Staff aren’t your most valuable asset. In fact they’re not an asset at all

That’s according to Breckon Jones writing on the CIPD website.  You can read the article here:

But I wouldn’t recommend it unless you want to wade through a sea of corporate lingo.

Actually, the article is a great relief to me.  You see, I’ve often argued that if our people are our greatest asset, why is it always the accountant who’s CEO and not the HR Director?

And now I know.  People aren’t our greatest asset at all.  The crux of the argument, according to Breckon (I think that’s his name, not a title) is this:

An asset is defined as “Anything tangible or intangible that is capable of being owned or controlled”.

He goes on to say that actually, we only rent skills from our staff, for as long as they’re prepared to allow us to use them.  I would have said ‘buying’ rather than ‘renting’…

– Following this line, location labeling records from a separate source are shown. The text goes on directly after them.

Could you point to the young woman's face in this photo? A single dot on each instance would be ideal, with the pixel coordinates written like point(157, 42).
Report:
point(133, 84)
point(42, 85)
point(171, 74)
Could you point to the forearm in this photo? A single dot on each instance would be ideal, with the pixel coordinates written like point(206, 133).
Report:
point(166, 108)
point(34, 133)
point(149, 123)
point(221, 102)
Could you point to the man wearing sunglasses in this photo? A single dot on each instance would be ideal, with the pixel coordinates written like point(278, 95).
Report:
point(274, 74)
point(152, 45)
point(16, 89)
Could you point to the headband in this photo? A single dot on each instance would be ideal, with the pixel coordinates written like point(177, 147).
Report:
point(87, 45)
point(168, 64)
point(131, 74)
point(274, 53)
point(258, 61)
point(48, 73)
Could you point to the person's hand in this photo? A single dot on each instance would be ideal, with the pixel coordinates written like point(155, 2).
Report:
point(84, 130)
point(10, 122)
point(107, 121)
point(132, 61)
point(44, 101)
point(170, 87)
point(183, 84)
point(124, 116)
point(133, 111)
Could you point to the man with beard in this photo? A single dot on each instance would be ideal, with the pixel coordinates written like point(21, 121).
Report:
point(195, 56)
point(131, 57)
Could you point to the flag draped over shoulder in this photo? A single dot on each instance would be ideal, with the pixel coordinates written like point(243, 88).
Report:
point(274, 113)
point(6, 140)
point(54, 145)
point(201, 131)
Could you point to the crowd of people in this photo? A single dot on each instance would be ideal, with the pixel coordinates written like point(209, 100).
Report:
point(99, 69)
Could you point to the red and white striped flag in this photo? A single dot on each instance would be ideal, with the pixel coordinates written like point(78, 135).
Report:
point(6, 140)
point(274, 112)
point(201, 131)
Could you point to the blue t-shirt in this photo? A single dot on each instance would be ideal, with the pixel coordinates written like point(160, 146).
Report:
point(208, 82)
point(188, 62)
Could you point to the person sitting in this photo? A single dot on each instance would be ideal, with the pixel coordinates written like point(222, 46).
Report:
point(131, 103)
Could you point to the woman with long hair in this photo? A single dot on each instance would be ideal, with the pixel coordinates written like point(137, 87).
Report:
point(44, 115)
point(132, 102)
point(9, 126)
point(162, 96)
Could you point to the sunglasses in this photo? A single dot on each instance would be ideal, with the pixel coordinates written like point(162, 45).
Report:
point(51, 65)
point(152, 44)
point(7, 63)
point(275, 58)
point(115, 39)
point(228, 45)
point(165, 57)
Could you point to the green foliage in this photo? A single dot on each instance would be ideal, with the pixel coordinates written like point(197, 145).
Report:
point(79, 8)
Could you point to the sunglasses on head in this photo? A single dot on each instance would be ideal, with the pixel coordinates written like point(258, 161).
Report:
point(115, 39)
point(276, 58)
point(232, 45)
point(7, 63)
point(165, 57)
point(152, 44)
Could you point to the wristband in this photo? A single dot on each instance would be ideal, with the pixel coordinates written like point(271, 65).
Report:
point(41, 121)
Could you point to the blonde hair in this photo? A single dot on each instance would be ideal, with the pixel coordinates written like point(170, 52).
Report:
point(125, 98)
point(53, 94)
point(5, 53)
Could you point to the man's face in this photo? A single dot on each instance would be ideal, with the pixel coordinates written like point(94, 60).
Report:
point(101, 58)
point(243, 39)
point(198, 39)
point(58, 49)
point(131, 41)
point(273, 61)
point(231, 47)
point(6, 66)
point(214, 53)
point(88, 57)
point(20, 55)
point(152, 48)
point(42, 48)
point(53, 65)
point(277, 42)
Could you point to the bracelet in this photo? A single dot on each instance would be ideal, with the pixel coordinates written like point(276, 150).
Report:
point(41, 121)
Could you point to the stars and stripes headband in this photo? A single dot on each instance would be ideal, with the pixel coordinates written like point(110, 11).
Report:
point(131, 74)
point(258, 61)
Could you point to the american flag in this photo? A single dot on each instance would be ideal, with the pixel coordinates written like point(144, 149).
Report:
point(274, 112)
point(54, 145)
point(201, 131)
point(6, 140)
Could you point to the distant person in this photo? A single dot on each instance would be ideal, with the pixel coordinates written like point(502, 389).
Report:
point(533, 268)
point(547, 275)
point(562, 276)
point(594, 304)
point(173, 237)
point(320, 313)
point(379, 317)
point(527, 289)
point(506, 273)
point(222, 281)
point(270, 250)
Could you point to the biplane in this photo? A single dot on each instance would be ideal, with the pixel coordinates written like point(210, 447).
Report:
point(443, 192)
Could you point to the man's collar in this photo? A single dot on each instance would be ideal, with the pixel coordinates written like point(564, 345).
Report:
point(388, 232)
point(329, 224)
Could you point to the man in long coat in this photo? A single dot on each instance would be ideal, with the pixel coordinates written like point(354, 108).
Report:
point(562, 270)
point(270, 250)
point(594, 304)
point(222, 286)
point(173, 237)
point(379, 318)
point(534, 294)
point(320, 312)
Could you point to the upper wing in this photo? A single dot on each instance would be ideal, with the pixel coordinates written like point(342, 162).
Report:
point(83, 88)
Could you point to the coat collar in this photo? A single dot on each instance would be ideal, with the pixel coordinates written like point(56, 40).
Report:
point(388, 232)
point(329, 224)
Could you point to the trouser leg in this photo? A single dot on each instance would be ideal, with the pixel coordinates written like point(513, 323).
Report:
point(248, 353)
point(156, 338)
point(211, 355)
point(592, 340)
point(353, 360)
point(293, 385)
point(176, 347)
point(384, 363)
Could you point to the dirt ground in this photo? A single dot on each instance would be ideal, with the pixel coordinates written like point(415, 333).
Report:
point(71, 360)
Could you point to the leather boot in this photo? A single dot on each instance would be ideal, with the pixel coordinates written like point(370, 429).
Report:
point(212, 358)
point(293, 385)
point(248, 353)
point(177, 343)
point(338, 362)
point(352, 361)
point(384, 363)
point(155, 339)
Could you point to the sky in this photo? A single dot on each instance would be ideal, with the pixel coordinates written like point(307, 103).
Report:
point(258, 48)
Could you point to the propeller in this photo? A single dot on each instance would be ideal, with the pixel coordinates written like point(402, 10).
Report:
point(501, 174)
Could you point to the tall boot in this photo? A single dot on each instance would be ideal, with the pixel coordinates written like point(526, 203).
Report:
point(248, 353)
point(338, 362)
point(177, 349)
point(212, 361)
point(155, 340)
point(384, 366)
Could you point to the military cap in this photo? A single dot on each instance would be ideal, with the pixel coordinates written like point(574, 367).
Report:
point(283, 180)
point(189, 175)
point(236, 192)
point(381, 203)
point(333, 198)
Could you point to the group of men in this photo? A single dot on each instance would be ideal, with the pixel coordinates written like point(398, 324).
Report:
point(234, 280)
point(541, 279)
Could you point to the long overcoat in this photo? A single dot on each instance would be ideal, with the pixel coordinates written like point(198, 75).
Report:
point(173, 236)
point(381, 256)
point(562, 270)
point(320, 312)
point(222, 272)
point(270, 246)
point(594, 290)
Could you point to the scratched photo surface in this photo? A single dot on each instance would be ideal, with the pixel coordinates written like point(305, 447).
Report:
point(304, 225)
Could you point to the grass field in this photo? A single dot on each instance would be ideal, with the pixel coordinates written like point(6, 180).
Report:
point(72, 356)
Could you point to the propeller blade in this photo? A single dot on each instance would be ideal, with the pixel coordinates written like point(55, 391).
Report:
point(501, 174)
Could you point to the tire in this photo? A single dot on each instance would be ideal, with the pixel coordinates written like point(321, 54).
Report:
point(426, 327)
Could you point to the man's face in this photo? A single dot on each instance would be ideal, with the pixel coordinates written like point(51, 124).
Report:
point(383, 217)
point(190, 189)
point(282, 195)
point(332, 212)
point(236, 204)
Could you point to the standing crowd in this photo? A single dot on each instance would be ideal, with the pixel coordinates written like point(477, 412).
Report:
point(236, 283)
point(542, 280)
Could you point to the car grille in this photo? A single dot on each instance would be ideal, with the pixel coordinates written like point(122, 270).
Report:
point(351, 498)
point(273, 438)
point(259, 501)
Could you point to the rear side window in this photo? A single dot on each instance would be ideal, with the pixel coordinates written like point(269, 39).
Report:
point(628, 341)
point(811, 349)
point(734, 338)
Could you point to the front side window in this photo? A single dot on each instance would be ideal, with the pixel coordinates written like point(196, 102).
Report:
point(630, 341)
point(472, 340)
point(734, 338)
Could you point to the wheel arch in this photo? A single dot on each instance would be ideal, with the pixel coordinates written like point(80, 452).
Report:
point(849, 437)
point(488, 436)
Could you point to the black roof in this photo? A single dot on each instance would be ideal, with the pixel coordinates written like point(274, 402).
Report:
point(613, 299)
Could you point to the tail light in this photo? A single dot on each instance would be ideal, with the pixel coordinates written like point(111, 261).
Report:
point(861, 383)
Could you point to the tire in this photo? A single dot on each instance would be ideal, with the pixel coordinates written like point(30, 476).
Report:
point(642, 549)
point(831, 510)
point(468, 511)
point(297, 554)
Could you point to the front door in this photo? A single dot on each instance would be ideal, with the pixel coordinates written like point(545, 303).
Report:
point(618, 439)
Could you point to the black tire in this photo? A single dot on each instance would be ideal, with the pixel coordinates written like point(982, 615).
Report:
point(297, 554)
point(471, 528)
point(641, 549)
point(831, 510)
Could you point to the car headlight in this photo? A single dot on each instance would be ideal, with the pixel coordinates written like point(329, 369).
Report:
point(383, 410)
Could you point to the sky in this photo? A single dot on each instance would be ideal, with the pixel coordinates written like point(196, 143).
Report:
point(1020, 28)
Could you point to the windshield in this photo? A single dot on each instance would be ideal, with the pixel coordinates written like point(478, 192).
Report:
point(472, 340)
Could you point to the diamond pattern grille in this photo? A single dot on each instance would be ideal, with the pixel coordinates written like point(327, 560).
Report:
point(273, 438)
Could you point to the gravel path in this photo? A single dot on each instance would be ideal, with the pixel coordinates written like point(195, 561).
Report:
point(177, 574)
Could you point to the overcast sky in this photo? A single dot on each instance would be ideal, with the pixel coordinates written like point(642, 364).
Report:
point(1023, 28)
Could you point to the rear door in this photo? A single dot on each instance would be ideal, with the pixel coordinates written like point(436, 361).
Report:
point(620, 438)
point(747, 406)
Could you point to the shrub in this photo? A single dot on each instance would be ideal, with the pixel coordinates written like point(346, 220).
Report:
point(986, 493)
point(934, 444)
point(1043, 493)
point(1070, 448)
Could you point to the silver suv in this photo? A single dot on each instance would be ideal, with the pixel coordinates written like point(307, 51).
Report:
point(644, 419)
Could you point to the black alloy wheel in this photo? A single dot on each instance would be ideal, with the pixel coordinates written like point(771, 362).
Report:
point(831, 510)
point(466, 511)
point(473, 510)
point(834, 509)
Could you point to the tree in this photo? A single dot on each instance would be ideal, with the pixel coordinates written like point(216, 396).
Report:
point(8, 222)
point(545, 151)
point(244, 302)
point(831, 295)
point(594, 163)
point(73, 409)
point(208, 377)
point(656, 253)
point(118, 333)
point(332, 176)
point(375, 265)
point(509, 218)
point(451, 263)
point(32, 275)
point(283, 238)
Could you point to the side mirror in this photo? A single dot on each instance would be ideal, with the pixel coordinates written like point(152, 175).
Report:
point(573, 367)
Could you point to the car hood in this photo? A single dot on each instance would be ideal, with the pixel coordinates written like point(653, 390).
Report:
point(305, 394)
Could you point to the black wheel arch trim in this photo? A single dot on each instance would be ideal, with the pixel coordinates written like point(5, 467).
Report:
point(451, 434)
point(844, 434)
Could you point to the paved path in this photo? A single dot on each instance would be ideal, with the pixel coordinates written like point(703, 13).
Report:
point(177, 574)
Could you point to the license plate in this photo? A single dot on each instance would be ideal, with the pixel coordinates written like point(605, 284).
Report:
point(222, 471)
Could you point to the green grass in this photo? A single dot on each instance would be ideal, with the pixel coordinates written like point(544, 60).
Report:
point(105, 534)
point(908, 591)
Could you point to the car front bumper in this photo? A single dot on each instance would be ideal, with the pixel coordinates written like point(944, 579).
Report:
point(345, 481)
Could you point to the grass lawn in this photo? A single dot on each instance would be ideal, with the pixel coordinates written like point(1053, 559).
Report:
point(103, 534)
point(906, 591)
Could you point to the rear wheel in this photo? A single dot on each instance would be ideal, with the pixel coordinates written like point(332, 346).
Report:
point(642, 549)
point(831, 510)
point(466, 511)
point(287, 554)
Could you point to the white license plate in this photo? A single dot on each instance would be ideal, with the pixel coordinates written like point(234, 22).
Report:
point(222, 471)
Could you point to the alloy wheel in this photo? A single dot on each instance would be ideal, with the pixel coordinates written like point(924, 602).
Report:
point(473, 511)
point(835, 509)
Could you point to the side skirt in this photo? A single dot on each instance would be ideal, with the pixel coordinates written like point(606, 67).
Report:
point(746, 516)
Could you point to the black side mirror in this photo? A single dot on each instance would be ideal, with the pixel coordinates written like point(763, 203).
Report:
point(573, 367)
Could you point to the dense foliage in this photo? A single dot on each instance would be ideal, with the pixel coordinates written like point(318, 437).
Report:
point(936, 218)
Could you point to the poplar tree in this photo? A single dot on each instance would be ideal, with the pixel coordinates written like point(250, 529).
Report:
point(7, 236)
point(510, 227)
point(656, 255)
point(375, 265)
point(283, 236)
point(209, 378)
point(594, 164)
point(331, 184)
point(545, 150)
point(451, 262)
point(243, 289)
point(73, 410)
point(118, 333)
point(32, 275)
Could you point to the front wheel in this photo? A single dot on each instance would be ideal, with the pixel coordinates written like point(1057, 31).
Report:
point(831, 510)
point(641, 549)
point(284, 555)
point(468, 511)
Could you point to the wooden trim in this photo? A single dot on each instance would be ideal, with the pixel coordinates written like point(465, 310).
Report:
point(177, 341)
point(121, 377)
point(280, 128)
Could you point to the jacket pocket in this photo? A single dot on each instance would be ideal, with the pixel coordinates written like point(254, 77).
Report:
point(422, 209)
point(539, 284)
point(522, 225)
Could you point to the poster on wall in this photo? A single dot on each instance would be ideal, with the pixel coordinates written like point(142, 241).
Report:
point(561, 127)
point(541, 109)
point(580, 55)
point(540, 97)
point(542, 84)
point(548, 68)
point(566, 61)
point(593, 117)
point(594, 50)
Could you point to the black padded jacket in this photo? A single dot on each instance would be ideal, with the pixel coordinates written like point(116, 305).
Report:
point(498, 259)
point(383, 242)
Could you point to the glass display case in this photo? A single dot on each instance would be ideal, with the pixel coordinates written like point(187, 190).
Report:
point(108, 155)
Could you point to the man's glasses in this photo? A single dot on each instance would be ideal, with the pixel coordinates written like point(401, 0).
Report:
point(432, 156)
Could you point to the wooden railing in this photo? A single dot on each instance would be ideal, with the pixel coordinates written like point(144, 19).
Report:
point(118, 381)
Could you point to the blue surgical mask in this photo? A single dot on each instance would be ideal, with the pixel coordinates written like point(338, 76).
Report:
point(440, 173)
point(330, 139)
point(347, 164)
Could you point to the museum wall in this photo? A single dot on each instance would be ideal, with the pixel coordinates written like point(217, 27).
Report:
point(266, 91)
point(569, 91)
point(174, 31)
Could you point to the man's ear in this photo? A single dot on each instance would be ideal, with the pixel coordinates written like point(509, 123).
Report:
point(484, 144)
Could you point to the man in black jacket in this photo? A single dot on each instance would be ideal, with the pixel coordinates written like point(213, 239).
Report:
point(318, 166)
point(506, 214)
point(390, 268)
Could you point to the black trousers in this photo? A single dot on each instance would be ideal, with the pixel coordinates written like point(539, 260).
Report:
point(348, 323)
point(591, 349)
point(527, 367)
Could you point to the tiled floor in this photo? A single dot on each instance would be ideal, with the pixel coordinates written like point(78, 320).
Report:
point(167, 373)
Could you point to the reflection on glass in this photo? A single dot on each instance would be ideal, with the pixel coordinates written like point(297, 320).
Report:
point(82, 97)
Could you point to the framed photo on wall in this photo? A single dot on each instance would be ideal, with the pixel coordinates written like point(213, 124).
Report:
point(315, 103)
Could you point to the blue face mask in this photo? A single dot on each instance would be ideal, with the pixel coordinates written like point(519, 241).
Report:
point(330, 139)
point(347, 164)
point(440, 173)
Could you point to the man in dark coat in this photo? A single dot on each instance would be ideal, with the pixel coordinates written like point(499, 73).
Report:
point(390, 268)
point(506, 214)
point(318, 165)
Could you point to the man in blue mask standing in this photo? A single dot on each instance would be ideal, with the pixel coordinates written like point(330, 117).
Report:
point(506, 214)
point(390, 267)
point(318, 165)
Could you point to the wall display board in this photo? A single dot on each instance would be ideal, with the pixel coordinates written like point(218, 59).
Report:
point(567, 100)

Anyway, hair splitting over.

Dear old Breckon goes on to say: “Therefore, the longevity of this psychological contract is, more often than not, subject to a delicate balancing act between employee feeling engaged and having a sense of purpose and employer investing in the holistic wellness of the employee.”


Lost me, there.  And I have to say there are lots of long words throughout his article, like facilitate, psychological wellbeing and hedonistic experience of pleasure.

I’m not kidding, he actually says that!

However, the fact remains you need your corporate dictionary to really understand what Breckon is saying, so, I’m going to push the envelope and try to run it up the flagpole for you.

He says that employees rent (sell) their skills and knowledge to you as an employer and, unless you get the balance right between challenge, money, support, purpose and fun, then they’ll take their ball and go and play with someone else.

So there.

Once you wade through the morass of corporate bull in the article you get to the thing that’s really important:

Even in these tough economic time (or perhaps especially in these tough economic times) it’s about more than pay.  It’s about understanding which buttons to press to turn employees on.

You can be really formal in the way you do this, perhaps through psychometrics, or you could just get to know your staff really well.  Whatever.

If you get the balance right, people will sell their knowledge and skills to you over the long term.  If you don’t, they’ll take their knowledge elsewhere and you have to spend money (which is an asset) to replace it.